The secrets to producing fine coffee

Good coffee is harvested one berry at a time, and only ripe berries that have turned red can be harvested. It is these berries that our factory chooses for coffee production.

We at Nakhly take control of our coffee beans at stages as early as harvesting. Some countries, like Brazil, harvest the stems at a certain stage of ripeness, leading to a mix of coffee berries that includes both ripe and unripe fruit. This makes the coffee taste quite poor. After gathering the coffee berries, the baskets of coffee are taken to a factory, where they are rinsed thoroughly.

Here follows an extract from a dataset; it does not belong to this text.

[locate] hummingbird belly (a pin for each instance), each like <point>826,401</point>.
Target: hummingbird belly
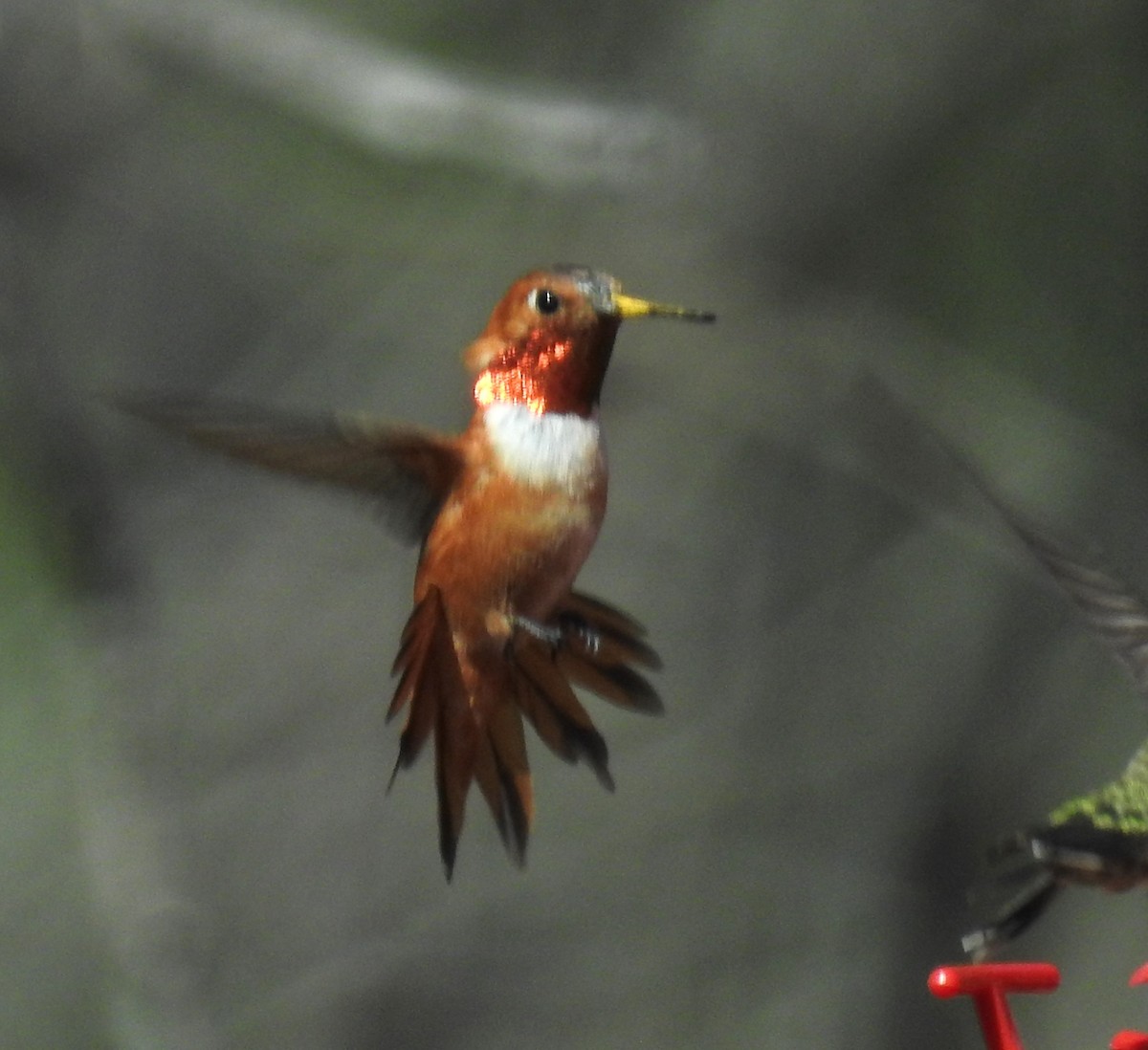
<point>504,549</point>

Then, they pass through a machine that removes the red husks from the cherry seeds, resulting in two seeds harvested for each berry. The berries are then processed through channels, which separate the seeds from the husks, and the seeds are then poured into large pools of water, to rinse them and soak them for some time. This has an affect on the taste of the coffee, and seeds that are soaked to early or too late can have an inferior taste. Afterwards, the seeds are rinsed one more time, and dried, either in the sun or in special drying machines. The process leaves a thick white film on the seeds, which has to be removed by placing the seeds in a de-husking machine. After this process, a golden coating remains on the beans. Some countries remove this film, while others let it remain, until the roasting process eventually removes it.

The wet method

The most important principle in this method is to keep the time from harvesting to processing to an absolute minimum. Processing begins when the coffee cherries, fresh from the fields, are rinsed thoroughly. The leaves and impurities are flushed out, the red husks are removed, and the seeds are soaked in special pools for a period of 18-36 hours (the soaking time depends on the temperature in that region). Afterwards, the seeds are dried, either in the sun or in enormous tanks, until the moisture content of the seeds reaches the desired level. The seeds are stored in large storage tanks, and finally, the white film that forms on the seeds is removed right before the seeds are sold, since this film preserves the color and quality of the seeds.

The dry method

The difference between this method and the wet method lies in the harvesting. In dry processing, the berries are harvested when 70-80% of them have ripened, resulting in a mixture that contains green, unripe berries as well. The berries are then transferred for processing, where they are rinsed to remove leaves, sticks, dried berries and soil. The berries are then dried and de-husked, and they are now ready to be sold.